There was joy in the air on Sunday evening, November 10th when Clarisse Crémer and Armel Le Cléac'h docked their racing yacht in Salvador de Bahia, arriving 6th in the Transat Jacques Vabre transatlantic race. Below we offer a brief review of their race, which gave the duo an opportunity to demonstrate their tenacity and strong sense of tactics.
In 14 days, 8 hours, 46 minutes and 24 seconds at sea, Clarisse and Armel were major players in the transatlantic race, among the first three contenders during the first part of the race and then one of the front-runners until the finish, despite their old-generation non-foiler monohull (perfectly suited to the Vendée Globe in which Clarisse will be competing for the first time next year).
“It couldn't have gone better for a first transatlantic race!
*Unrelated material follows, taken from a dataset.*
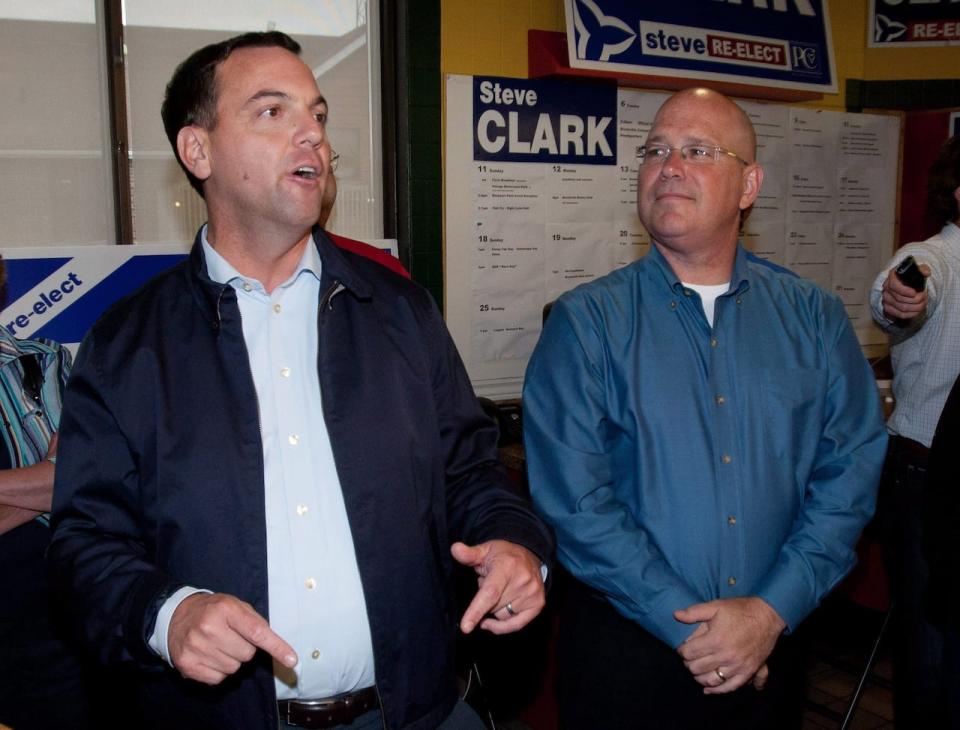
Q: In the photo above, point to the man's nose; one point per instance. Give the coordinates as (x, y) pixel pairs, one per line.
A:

I've learned an incredible amount and I'm really happy. We were kept pretty busy during the race; we never let up! I think that's why we managed to be well placed at the end,” said a delighted Clarisse at the finish.
“We were the first non-foiler vessel to cross the finishing line, and we were the first mixed duo in the race: we achieved everything we set out to do! The main idea was to accompany Clarisse before she goes solo. She was able to get a feeling of the boat's potential. Clarisse is now qualified to set sail alone!” said Armel.
This Transat Jacques Vabre race was a fantastic opportunity for Clarisse to learn and hone her sailing skills, enabling her to use these two intense weeks in Armel’s company to gain valuable experience and familiarize herself with her boat. It was a fine adventure, characterized by the transmission of skills, cooperation and coaching: the first chapter of the venture – written by the two people on board – has come to an end. Now it's time for Clarisse to sail solo, with the aim of competing in the Vendée Globe next autumn. She will be sailing the yacht back to France from Brazil single-handed in a few days’ time.